Depuis 2009, on compte en Californie, 160 000 chauffeurs ayant contracté à un moment donné avec cette société qui est valorisée aujourd’hui à 50 milliards de dollars. Daniel Negash Ajema est l’un d’entre eux. Il a commencé ses activités de chauffeur alors qu’il était étudiant et attiré par la flexibilité de l’emploi et la facilité de l’exercer. Il utilisait son véhicule personnel. Mais rapidement il remarqua des comportements étranges de son « employeur ». Des chauffeurs qui ne faisaient pas assez de courses étaient brutalement radiés de l’application. Ces taux de courses minimales à effectuer étant fixés, par mails, unilatéralement et individuellement par la société qui soustrait 20% de chaque course à son profit. Un prélèvement exorbitant (...)
La rencontre de Daniel avec un jeune Uber d’origine somalienne qui venait de perdre son droit à l’usage de l’application en raison de son nombre de courses insuffisant le décida à regrouper quelques chauffeurs pour changer cette situation. Ce jeune chauffeur somalien qui s’était endetté pour acquérir une voiture se retrouvait dans une situation désespérée. « Nous étions 15 à la première réunion » se souvient-il. (...)

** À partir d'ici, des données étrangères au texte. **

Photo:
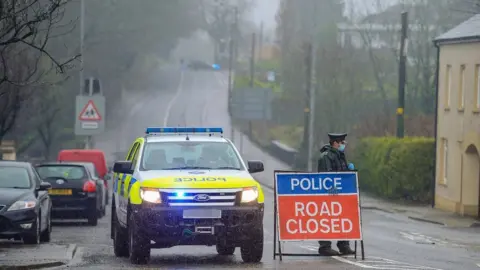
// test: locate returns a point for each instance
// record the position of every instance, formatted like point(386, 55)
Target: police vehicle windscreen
point(190, 155)
point(67, 172)
point(14, 177)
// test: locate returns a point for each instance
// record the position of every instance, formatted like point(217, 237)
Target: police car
point(186, 186)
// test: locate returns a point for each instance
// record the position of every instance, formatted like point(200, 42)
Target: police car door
point(122, 191)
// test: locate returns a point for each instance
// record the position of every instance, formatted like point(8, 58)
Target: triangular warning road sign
point(90, 112)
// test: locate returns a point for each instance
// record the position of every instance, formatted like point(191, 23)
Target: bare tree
point(11, 95)
point(27, 25)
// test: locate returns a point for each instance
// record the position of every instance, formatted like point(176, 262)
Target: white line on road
point(172, 101)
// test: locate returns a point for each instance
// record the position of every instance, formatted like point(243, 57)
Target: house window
point(461, 88)
point(448, 85)
point(477, 86)
point(445, 160)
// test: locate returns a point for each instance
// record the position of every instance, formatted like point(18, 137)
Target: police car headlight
point(150, 195)
point(249, 194)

Les syndicats solidaires des chauffeurs
À Seattle, de nombreux chauffeurs Uber sont originaires de l’Afrique de l’ouest, de Somalie et d’Érythrée, ce qui a alors représenté un avantage pour mobiliser via les réseaux communautaires explique Sonia Singh de la revue syndicale de gauche Labor Notes. Une campagne est organisée. Tracts, page Facebook, rassemblements devant le siège de l’entreprise. Quelques mois plus tard un meeting rassemble 200 chauffeurs qui élit une délégation pour rencontrer la direction qui persiste, cependant, à vouloir considérer les chauffeurs comme des contractants individuels et refuse toute discussion. Déçus par la réponse d’Uber, les chauffeurs décident alors de contacter la section 117 des Teamsters (le syndicat des transports) qui répond favorablement à cette demande de soutien. (...)

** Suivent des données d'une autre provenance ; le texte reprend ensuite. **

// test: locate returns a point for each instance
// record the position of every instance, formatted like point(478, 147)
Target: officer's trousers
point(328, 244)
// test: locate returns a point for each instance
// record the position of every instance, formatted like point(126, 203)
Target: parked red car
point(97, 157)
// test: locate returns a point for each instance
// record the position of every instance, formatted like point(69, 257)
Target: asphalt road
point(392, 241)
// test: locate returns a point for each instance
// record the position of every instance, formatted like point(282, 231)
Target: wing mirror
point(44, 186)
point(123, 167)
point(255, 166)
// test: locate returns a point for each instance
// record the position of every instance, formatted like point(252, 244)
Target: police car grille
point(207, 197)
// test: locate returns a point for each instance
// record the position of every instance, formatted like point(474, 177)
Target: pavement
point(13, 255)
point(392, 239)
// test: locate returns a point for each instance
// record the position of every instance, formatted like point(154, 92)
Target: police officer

Afin de pouvoir toucher plus largement les chauffeurs, des imans informent les fidèles de la lutte en cours et autorisent les Ubers de recruter des membres sur les parkings des mosquées. Plutôt que de s’affronter frontalement à Uber, le syndicat propose aux chauffeurs de diriger leurs efforts vis-à-vis de la municipalité. Après une année de lutte, la ville de Seattle reconnaît enfin, en décembre 2015, par le vote unanime d’un arrêté municipal, le droit de négociation collective et donc de syndicalisation des chauffeurs même si elle maintient que ceux-ci sont des contractants individuels.